Mmatuska

**Name of the Vulnerable Software and Affected Versions** libarchive (affected versions not specified) **Description** An improper link resolution flaw while extracting an archive can lead to changing the access control list (ACL) of the target of the link. An attacker may provide a malicious archive to a victim user, who would trigger this flaw when trying to extract the archive. A local attacker may use this flaw to change the ACL of a file on the system and gain more privileges. **Recommendations** At the moment, there is no information about a newer version that contains a fix for this vulnerability.

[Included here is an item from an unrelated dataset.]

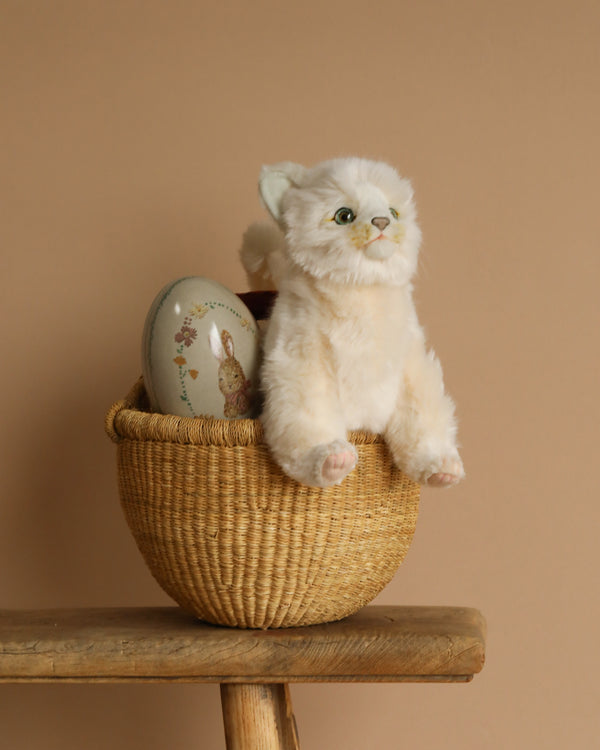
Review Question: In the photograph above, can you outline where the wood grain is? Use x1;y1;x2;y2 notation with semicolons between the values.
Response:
0;606;485;683
221;684;299;750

**Name of the Vulnerable Software and Affected Versions** libarchive (affected versions not specified) **Description** The issue is related to an improper link resolution flaw that occurs when extracting an archive, potentially allowing an attacker to change modes, times, access control lists, and flags of a file outside of the archive. This could be exploited by a local attacker to gain more privileges in a system by providing a malicious archive to a victim user. The flaw is also associated with the tracking of symbolic links in the libarchive library, which could be exploited by creating a specially crafted link to a malicious file. **Recommendations** At the moment, there is no information about a newer version that contains a fix for this vulnerability.

**Name of the Vulnerable Software and Affected Versions** libarchive versions prior to 3.2.1 **Description** The issue is related to a stack-based buffer overflow in the `parse device` function, which can be triggered by a crafted mtree file. This allows remote attackers to execute arbitrary code. **Recommendations** For versions prior to 3.2.1, update to version 3.2.1 or later to resolve the issue. As a temporary workaround, consider restricting access to the `parse device` function in `archive read support format mtree.c` until a patch is available.